La vie de cette espèce de tétras lyre est étroitement liée à l'absinthe. Les oiseaux se nourrissent de ses graines, font des nids dans ses fourrés et s'y cachent des prédateurs. Une autre condition pour l'existence confortable du tétras des armoises est la présence de zones humides humides.

Comme la plupart des oiseaux, les mâles de tétras lyre sont beaucoup plus pittoresques que les femelles. La plupart des plumes de la moitié supérieure du corps sont brunes avec des stries blanches. Un «collier» de plumes blanches traverse le cou et la poitrine, qui cachent les plis de l'œsophage (lors du legging, les mâles, grâce à eux, augmentent plusieurs fois leur goitre). Non moins remarquable est la queue du mâle, constituée de plumes en forme de coin faisant saillie séparément, comme sur la coiffe d'un Indien. Le dessous de la queue est noir, la pointe de chaque plume est de couleur blanche.

Pour attirer les partenaires, les tétras des armoises sont récoltées sur les courants. Les mâles tentent d'attirer les femelles en gonflant une paire de sacs de gorge, tout en cachant leur tête dans les plumes du «collier» pour qu'il semble qu'il n'y en ait pas du tout. De plus, les prétendants déploient leurs ailes et émettent un son similaire à celui qui apparaît lorsqu'une grosse pierre tombe à l'eau. Dans les 2-3 jours, les femelles choisissent un partenaire pour elles-mêmes, après quoi l'accouplement a lieu.

Le nid est disposé juste là, non loin du courant. La couvée se compose généralement de 7 à 8 œufs, que le tétras de l'absinthe femelle incube pendant 37 jours. Prendre soin de la progéniture incombe entièrement à la mère. En une semaine, les jeunes animaux peuvent voler sur de courtes distances et, avec leur mère, des fourrés d'absinthe, ils se rendent dans des prairies humides, où la nourriture est abondante. L'absinthe est le principal composant du régime alimentaire du tétras des armoises adulte (70 à 80% en été et 100% en hiver). Au contraire, les poussins mangent beaucoup d'insectes, mais plus ils vieillissent, plus ils mangent de nourriture végétale et moins de nourriture animale. La couvée se rompt plus près de l'automne, lorsque les oiseaux se rassemblent en groupes par sexe.

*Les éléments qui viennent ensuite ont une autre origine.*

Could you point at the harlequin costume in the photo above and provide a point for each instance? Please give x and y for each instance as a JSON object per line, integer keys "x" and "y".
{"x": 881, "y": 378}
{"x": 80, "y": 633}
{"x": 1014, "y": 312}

Les principaux ennemis du tétras de l'absinthe sont le coyote, le lynx rouge, le blaireau américain, ainsi que la famille des faucons à plumes. Ils détruisent non seulement les pontes, mais aussi les poussins et les oiseaux adultes. Maintenant, il n'y a plus autant de ces beaux oiseaux. Ils sont protégés par l'État.

Journal n ° 183, décembre 2018

À la fin de la nuit, la camionnette de Pat et Sharon Otooley saute littéralement de bosse en bosse dans la vallée de l'absinthe de la rivière Little Snake dans le sud du Wyoming. Depuis cinq générations, la famille Otuli élève du bétail ici.

Pat éteint les phares et se tourne vers la clairière. Au clair de lune, nous remarquons plusieurs dizaines de points blancs galopant de haut en bas dans un champ sombre - le tétras lyre.

Aux premiers rayons du soleil matinal, les détails d'un incroyable rituel de mariage sont dessinés. Les mâles de la taille d'une poule font les cent pas pompeusement, gonflent des plumes blanches comme neige sur leurs seins et ouvrent leurs queues pour les exposer. Et les femelles - un oiseau plus petit au plumage gris modeste, fusionnant avec l'absinthe - se tiennent à côté d'une espèce indifférente. Ce spectacle amusant évoque immédiatement des analogies de nos vies: un bar pour rencontrer des hommes et des femmes célibataires.

Le tétras des armoises «sont sans aucun doute les oiseaux les plus drôles que j'aie jamais vus de ma vie», a décrit l'ornithologue Charles Bendair en 1877. À cette époque, des millions de tétras lyre vivaient dans le Far West. Les Indiens et les premiers colons les chassaient pour leur viande et leurs plumes. En séjournant dans la vallée du Wyoming dans les années 1880, le naturaliste George Bird Grinnell a découvert un grand nombre de tétras lyre, qu'il a décrit comme «une masse grise en mouvement».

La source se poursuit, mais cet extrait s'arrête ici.